As it happens, local theater is a primary topic of conversation between the two, with Gerard professing an interest in the experimental scene and inquiring about Stephanie’s upcoming roles (Hayes has worked extensively in New York theater herself). At one point, Gerard insists Stephanie give him a sneak peek of a new character she’s preparing—a vulgar Texan on the lam—and she obliges by slipping into the persona at such length and with such commitment that he can’t help but play along—a joint act that soon takes on an aura of authenticity. Later, when that surprisingly convincing regional accent (Stephanie is a native Swede) reemerges at her temporary upstate home, it raises a question: Is this kind of performative immersion merely a reflection of her commitment to her chosen profession, or the defense mechanism of a woman working through a string of traumas and the nature of her own identity?

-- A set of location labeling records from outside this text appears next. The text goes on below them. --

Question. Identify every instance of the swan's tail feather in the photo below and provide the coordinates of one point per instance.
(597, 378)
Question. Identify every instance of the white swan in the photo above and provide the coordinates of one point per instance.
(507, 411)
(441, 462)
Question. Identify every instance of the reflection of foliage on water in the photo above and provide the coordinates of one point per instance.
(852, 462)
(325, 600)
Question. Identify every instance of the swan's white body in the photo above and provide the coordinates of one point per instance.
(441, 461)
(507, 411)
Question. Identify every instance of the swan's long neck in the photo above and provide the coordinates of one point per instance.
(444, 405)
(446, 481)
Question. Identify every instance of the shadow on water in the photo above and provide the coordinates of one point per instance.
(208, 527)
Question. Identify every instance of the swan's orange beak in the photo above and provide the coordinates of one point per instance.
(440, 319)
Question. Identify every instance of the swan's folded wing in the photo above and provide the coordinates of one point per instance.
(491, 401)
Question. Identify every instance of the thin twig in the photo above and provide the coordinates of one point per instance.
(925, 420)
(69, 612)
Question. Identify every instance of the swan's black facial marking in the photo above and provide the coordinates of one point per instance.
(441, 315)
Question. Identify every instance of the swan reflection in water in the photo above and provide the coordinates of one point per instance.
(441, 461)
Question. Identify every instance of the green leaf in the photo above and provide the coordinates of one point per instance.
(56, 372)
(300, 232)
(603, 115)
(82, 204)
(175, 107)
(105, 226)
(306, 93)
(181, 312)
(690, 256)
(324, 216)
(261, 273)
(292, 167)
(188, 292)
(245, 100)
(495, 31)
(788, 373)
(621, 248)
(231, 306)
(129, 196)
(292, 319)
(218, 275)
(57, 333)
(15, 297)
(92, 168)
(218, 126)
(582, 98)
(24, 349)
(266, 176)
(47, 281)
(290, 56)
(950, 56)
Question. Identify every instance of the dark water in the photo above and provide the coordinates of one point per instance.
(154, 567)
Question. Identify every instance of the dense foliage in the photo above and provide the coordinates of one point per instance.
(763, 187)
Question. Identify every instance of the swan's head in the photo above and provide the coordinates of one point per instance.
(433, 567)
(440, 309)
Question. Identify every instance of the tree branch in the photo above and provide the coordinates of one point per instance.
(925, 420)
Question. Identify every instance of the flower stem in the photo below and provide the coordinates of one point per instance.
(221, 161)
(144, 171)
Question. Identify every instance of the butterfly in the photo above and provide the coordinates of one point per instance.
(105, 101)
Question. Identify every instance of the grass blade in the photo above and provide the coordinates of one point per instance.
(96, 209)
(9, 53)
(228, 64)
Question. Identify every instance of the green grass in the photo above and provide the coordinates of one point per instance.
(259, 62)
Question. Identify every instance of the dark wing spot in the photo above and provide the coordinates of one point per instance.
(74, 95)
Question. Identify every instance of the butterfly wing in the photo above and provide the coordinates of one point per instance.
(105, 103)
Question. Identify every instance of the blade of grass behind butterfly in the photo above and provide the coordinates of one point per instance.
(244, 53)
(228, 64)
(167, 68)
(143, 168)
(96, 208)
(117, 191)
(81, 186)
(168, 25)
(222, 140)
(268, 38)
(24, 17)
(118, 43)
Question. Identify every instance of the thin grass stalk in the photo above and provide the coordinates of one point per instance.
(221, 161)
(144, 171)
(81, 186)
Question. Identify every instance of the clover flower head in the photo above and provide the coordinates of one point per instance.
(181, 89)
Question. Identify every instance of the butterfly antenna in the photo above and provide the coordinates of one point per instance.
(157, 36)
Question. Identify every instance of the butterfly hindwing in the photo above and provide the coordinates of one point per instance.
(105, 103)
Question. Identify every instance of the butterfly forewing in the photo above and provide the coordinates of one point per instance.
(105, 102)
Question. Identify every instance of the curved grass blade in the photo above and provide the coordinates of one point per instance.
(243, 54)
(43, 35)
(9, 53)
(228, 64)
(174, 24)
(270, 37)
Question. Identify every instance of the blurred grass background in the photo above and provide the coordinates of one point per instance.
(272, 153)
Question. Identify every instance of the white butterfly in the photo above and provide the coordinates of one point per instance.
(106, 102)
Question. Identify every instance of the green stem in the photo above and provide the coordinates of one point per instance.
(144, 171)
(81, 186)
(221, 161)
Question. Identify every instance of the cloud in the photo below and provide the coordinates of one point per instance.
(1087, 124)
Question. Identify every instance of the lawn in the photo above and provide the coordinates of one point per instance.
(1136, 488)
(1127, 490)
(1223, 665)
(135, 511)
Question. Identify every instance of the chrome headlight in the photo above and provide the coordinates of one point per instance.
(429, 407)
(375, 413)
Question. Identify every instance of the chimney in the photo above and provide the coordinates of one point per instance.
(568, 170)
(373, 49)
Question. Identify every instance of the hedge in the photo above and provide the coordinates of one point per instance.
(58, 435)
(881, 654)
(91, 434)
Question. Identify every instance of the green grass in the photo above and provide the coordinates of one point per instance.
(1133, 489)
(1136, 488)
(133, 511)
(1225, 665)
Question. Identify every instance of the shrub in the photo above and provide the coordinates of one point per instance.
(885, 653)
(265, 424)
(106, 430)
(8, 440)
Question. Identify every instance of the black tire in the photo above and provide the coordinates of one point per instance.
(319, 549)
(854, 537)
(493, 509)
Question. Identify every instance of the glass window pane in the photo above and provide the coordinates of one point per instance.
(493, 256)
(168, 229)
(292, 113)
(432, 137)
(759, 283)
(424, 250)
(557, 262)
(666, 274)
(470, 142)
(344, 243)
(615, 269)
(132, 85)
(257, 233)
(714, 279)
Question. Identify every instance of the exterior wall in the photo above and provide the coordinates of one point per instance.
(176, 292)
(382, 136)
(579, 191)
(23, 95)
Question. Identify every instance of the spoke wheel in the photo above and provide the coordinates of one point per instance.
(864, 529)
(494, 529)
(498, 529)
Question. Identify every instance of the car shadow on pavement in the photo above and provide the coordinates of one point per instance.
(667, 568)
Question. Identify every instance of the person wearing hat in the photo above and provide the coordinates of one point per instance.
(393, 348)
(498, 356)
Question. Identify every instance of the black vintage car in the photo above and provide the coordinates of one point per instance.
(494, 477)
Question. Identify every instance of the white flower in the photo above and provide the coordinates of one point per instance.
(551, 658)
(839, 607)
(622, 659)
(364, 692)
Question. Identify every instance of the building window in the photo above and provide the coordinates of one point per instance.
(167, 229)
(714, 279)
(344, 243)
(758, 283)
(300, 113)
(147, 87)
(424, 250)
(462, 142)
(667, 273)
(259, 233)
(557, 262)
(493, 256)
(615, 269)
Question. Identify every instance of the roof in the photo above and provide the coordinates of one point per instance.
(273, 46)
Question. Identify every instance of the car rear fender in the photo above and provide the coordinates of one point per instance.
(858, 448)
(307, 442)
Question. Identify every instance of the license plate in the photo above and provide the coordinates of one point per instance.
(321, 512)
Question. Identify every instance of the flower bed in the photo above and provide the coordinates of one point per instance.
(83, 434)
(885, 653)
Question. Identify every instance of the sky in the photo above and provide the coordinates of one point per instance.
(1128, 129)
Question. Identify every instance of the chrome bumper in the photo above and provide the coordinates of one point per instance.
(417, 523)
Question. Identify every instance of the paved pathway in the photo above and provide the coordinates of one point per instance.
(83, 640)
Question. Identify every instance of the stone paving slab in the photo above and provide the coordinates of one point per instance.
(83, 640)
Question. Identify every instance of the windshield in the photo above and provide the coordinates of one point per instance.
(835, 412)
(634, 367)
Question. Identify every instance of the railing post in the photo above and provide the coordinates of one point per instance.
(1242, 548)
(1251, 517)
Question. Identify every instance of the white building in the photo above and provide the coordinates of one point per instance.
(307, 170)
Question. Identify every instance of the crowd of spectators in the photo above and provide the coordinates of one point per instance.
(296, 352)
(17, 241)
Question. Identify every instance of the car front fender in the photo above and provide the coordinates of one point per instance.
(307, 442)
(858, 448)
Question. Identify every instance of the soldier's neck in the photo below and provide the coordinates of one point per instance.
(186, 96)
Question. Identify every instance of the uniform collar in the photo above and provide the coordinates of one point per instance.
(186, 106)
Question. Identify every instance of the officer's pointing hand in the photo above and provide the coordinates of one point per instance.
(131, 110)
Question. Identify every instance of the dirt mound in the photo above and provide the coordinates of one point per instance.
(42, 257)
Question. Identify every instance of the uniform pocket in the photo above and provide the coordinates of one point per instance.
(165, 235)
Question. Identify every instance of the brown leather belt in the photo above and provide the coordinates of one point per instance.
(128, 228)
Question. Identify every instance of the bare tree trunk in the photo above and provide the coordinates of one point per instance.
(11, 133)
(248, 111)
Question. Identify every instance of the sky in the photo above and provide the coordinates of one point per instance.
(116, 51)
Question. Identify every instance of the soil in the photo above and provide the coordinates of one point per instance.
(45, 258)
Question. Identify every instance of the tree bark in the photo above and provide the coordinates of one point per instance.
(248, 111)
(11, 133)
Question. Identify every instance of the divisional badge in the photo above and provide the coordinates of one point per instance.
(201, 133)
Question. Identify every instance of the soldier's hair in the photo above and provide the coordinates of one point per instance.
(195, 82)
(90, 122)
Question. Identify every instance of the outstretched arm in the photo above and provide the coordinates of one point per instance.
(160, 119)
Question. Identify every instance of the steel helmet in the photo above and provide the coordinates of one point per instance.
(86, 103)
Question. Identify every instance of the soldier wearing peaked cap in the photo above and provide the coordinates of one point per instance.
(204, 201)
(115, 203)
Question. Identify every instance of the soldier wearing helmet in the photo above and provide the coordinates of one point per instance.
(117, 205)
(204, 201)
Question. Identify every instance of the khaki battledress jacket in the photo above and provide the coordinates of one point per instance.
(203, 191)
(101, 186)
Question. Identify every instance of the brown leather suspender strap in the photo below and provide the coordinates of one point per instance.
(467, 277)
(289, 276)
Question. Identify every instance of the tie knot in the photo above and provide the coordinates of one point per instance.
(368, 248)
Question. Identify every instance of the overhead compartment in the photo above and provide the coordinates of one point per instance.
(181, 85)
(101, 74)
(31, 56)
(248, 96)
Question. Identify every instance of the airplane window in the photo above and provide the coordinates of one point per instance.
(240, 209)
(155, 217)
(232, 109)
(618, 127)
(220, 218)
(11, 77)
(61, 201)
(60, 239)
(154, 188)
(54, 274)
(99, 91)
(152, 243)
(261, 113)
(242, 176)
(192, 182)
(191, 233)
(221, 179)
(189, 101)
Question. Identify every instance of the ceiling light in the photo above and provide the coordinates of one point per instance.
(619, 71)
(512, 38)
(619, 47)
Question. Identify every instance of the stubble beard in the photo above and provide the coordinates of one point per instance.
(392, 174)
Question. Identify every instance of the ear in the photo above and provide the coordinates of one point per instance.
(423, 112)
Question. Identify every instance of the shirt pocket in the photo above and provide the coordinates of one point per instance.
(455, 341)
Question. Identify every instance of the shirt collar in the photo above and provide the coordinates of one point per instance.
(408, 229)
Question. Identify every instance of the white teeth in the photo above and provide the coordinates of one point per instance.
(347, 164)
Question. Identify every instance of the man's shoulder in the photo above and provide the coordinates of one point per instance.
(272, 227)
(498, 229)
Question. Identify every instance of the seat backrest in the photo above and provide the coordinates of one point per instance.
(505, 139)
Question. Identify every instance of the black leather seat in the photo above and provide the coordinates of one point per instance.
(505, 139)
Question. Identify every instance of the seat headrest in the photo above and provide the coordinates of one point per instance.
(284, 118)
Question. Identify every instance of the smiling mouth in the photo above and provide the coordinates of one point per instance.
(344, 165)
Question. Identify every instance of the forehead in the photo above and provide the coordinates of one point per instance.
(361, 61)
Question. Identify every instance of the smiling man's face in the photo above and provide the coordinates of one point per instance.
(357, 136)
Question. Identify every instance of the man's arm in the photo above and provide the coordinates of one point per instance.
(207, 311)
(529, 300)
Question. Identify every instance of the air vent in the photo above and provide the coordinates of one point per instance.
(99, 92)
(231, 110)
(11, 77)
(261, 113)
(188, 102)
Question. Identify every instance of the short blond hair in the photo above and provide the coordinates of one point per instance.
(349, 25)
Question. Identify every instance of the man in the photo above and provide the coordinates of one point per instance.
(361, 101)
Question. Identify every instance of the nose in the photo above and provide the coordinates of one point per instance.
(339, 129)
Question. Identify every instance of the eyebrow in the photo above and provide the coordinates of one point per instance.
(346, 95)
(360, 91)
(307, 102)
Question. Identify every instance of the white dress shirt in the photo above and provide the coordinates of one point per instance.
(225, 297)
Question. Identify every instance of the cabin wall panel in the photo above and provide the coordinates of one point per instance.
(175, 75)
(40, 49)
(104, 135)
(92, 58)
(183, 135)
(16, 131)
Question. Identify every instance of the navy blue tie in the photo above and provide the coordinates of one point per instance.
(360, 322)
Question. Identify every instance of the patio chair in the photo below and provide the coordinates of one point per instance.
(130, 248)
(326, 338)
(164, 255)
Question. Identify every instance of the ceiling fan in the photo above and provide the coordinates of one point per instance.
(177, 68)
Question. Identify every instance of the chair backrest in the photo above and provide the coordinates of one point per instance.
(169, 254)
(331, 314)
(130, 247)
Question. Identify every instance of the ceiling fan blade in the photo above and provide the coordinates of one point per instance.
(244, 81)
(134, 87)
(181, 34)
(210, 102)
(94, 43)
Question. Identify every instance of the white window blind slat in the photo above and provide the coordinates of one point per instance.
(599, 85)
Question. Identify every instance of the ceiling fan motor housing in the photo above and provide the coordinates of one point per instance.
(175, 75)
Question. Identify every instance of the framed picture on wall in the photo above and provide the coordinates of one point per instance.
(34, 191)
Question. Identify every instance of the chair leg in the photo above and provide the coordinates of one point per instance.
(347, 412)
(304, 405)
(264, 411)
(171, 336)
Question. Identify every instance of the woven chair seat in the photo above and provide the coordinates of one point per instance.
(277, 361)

In its final act, Slow Machine gestures toward an answer to that question, but a film in which the only recognizable star, Chloë Sevigny, appears for just one puzzling scene (describing a strange audition experience that may or may not be true) is simply not genetically predisposed to providing any kind of closure for the audience. And that’s fine, because such indeterminacy is thrilling when it’s bolstered by a lead performer as mesmerizingly dedicated as Hayes, who commands Denardo and Felten’s lengthy close-ups with an intrepid, self-effacing frankness that masks her character’s ongoing turbulence (as in the late scene of Stephanie fielding Jim’s hackneyed advances without offering even a moment of eye contact). And she’s paired with scene partners who relish the knotty turns of Felten’s script, resulting in dialogues that brim with nervous energy and narrative possibility. The film marries the conspiratorial air of Jacques Rivette’s Out 1 with the confessional immediacy of John Cassavetes’s work, and in its best moments floats free of its influences to occupy its own uniquely volatile space.